Hof Den Haag oordeelt dat de door X uitgevoerde activiteiten niet kunnen worden aangemerkt als een bron van inkomen. De positieve verwachting die X ten aanzien van het te behalen voordeel heeft, is objectief bezien niet gerechtvaardigd.
X treedt in 1990 in dienst van het Europees Octrooibureau (EOB). Sinds 2007 exploiteert hij twee eenmanszaken. Ter zake van deze ondernemingen geeft X in de jaren 2011-2018 in totaal € 150.000 aan als verlies. In zijn IB-aangiften 2019-2021 geeft X de resultaten aan als negatief ROW. Vanaf 2011 ontvangt X een uitkering van het EOB in verband met zijn ziekte. X geeft deze uitkering niet aan. Naar aanleiding van een boekenonderzoek legt de inspecteur IB-(navorderings)aanslagen 2015-2018 op aan X.

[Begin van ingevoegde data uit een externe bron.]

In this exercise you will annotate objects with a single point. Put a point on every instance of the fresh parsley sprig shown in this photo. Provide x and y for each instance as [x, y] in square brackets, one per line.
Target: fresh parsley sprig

Hof Den Haag oordeelt dat de door X uitgevoerde activiteiten niet kunnen worden aangemerkt als een bron van inkomen. De positieve verwachting die X ten aanzien van het te behalen voordeel heeft, is objectief bezien niet gerechtvaardigd. Dan is niet meer van belang of X met de activiteiten heeft deelgenomen aan het economische verkeer. De verliezen uit die activiteiten kunnen niet in mindering worden gebracht op het inkomen uit werk en woning. Voor de uitkering die X van het EOB ontvangt, geldt volgens het hof dat sprake is van een pensioenuitkering. Op grond van het EOB-Protocol is Nederland bevoegd om deze uitkering in de belastingheffing te betrekken. Met betrekking tot de verzekeringsplicht stelt het hof vast dat de Svb X met ingang van 22 november 2019 een ontheffing van de verzekeringsplicht voor de AOW en Anw heeft verleend. Hieraan is volgens de Centrale Raad van Beroep terecht geen terugwerkende kracht verleend. Voor de jaren 2015-2018 is X dan ook terecht als verzekeringsplichtig aangemerkt. Het hoger beroep is ongegrond.